Часто, оперируя абстрактными понятиями, мы сознательно или подсознательно сравниваем их с понятиями конкретными — мы говорим: «Талант всегда пробьет себе дорогу», «Мое терпение лопнуло», «Потерять, убить время», «Идея носится в воздухе» и пр. При этом мы не знаем, или, точнее, нам совершенно не важно, что, к примеру, «понять» и для французского языка, и для русского восходят к одному и тому же прообразу — «схватить», «взять», — и в силу этого у нас, индоевропейцев, есть ощущение, что мы что-то ловим головой, как бы «берем в голову». Мы просто говорим: «Что-то не могу ухватить, в чем тут смысл?» — и всё. Мы подсознательно разворачиваем ситуацию охоты за смыслом, знанием, совершаем для себя исконно привычное действие присвоения себе чего-то внешнего и чувствуем себя комфортно в прирученном когнитивно-чувственном мире, позволяющем нашему воображению не только опираться на мнимые сущности, но в случае необходимости даже их подменять. Человек с легкостью принимает виртуальный мир компьютера за привычный, уже буквально за среду обитания, тождественную естественной, используя для этого воображение, поставившее знаки равенства между обычными действиями (взять, отправить, получить, открыть, запомнить, убрать в карман) и абсолютно идеальными сущностями (16). Именно для этой комфортности, доступности, познаваемости язык дает нам волшебную палочку метафоры, умножая наши интеллектуальные построения кратно совместимости их с реальностью осязаемой. У Шарля Балли читаем: «Nous assimílons les notions abstraites aux objets de nos perceptions sensibles, parce que c’est le seul moyen que nous ayons d’en prendre connaissance» (17). «Мы уподобляем абстрактные понятия объектам нашего чувственного восприятия, потому что это единственный способ понять и познать их» (Пер. автора). Следует ли из приведенного утверждения, что мы мыслим один, абстрактный, объект в категориях другого, конкретного? И да, и нет. Мы не считаем терпение разновидностью резины, а идею не принимаем за некое насекомое. Но мы считаем, что терпение ведет себя как своего рода необыкновенная резина, а идея бывает подобна птице, мухе и так далее. Можно ли, не сравнивая терпение с резиной, объяснить человеку, не знающему, что такое терпение, его феномен? Можно ли понять абстрактные построения, скажем, гегелевские, если изъять из них равнения? Можно ли, не прибегая к сравнению, постичь, что есть совесть или раскаяние?
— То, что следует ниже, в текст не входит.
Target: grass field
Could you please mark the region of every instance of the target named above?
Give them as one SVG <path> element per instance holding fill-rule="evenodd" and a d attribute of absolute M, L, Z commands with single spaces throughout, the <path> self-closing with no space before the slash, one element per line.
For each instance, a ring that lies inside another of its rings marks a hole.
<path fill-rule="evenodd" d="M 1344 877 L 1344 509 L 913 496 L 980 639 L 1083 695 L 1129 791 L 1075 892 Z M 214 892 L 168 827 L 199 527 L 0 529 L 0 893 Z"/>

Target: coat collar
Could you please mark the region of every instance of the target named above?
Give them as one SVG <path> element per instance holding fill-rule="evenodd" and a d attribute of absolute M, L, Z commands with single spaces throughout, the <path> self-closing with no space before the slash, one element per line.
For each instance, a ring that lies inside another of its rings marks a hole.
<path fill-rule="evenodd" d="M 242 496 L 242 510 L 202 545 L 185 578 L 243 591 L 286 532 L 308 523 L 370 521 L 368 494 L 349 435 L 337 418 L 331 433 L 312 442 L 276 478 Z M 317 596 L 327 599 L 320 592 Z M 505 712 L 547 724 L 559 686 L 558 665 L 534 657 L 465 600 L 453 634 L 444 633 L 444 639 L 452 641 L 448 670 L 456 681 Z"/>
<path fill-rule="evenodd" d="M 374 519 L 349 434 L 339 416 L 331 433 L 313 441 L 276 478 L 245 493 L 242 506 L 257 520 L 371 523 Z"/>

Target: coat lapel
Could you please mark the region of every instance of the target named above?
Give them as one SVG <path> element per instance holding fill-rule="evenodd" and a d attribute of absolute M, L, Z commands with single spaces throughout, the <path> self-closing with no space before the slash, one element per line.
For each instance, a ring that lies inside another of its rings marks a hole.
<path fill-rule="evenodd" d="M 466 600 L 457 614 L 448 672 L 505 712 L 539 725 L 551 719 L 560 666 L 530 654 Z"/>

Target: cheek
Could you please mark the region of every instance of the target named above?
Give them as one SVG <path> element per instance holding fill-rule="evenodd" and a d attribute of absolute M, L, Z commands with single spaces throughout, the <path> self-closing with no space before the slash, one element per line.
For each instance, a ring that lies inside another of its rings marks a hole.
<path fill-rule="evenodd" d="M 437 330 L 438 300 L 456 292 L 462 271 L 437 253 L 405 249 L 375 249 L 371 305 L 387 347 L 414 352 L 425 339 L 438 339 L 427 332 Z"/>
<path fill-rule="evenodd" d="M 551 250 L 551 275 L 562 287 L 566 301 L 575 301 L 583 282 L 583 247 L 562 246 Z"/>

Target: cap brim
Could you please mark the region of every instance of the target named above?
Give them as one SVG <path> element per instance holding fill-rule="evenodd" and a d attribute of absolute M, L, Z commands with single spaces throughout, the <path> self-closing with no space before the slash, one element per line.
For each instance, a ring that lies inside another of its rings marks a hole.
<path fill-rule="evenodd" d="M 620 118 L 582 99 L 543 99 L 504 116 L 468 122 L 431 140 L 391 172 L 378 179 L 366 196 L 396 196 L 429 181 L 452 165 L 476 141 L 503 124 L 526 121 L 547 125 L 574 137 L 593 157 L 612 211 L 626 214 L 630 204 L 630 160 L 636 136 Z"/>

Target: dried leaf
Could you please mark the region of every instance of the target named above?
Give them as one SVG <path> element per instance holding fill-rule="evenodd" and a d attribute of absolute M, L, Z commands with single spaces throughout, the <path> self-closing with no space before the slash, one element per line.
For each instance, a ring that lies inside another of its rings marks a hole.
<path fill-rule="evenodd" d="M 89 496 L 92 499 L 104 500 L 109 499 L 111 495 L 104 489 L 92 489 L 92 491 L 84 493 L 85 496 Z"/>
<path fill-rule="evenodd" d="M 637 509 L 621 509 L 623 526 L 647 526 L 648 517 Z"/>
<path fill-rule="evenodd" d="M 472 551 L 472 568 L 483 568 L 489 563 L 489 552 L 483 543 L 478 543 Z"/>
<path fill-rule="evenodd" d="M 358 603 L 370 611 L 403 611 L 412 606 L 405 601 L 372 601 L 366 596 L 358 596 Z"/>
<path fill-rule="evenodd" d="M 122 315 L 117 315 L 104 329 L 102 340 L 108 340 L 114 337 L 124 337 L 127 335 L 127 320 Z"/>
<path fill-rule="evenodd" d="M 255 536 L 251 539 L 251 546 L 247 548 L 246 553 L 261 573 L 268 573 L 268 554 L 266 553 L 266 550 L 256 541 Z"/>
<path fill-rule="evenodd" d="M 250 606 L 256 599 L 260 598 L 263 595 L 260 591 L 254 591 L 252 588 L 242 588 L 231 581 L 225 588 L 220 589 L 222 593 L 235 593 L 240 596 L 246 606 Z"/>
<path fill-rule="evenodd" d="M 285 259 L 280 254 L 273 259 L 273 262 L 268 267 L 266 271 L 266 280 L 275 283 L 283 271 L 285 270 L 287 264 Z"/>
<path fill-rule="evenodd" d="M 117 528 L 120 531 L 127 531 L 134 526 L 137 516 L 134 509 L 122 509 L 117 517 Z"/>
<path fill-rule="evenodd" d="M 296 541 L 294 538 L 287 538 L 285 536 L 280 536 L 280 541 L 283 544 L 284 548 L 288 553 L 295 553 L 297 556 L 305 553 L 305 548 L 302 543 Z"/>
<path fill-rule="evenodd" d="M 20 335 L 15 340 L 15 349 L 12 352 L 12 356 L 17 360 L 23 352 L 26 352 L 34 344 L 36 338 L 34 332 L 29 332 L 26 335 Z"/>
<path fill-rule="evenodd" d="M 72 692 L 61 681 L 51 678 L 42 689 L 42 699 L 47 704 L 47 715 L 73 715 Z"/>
Мы могли бы переформулировать высказывание Шарля Балли следующим образом: мы ассоциируем абстрактные понятия с конкретными осязаемыми предметами, поскольку это единственный имеющийся у нас в распоряжении способ унифицировать мир идей и мир вещей и существовать в однородном реальном мире, а также в силу этого овладеть обоими мирами, реальным и виртуальным. Отождествляя абстрактные понятия с предметами материального мира, мы ощущаем их как реальные сущности. Абстрактные понятия становятся одушевленными или неодушевленными, активными или пассивными, «хорошими», то есть действующими в интересах человека, или «плохими», то есть наносящими ему урон, и пр. Вследствие этого человек устанавливает с этими абстрактными понятиями такие взаимоотношения, как и с конкретными, эмоционально окрашенными (человек боится судьбы, уважает случай, работает, как инструментом, своим умом, питает надежду и пр.). Иначе говоря, благодаря овеществлению (вторичной конкретизации) абстрактных понятий человек решает двойную задачу: гомогенизирует мир окружающий и внутренний и унифицирует свои связи с ним. Инструментом для решения столь важной задачи служит метафора.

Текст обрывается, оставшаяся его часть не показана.